The bodies of two Italian cave divers have been recovered from an underwater network in the Maldives, according to local officials.
The two were part of a group of five who died last week, with one of the bodies recovered outside the cave network on Friday. Efforts to recover the other four bodies were suspended over the weekend after a local military diver also died during the mission to reach them.
The bodies were found about 60 metres deep after search operations resumed following the death of the military diver during an earlier rescue attempt.
Earlier, the Maldives government spokesperson, Ahmed Shaam, said that the three divers would recover the bodies from a depth of about 60 metres (200 feet) and bring them to within 30 metres (nearly 100 feet) of the surface, where the Maldives coast guard would take over before handing them to police.

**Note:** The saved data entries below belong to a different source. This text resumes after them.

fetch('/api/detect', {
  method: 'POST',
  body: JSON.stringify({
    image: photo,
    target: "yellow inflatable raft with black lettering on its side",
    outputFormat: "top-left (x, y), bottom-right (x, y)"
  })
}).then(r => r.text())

On Monday, the Maldives government said that three Finnish diving experts, assisted by police and military personnel, located the bodies in the deepest section of the cave.
“As was previously thought, the four bodies were found inside the cave, not only inside the cave, but well inside the cave into the third segment of the cave, which is the largest part,” Mr Shaam said earlier.
He said that the four bodies were found “pretty much together”.
The Maldivian government is planning to recover the bodies of two other divers on Wednesday.
The five divers were identified as Monica Montefalcone, a marine ecologist at the University of Genoa; her daughter Giorgia Sommacal, a biomedical engineering student at the same university; Muriel Oddenino, a research fellow; Federico Gualtieri, a former student of the ecologist; and Gianluca Benedetti, a diving instructor.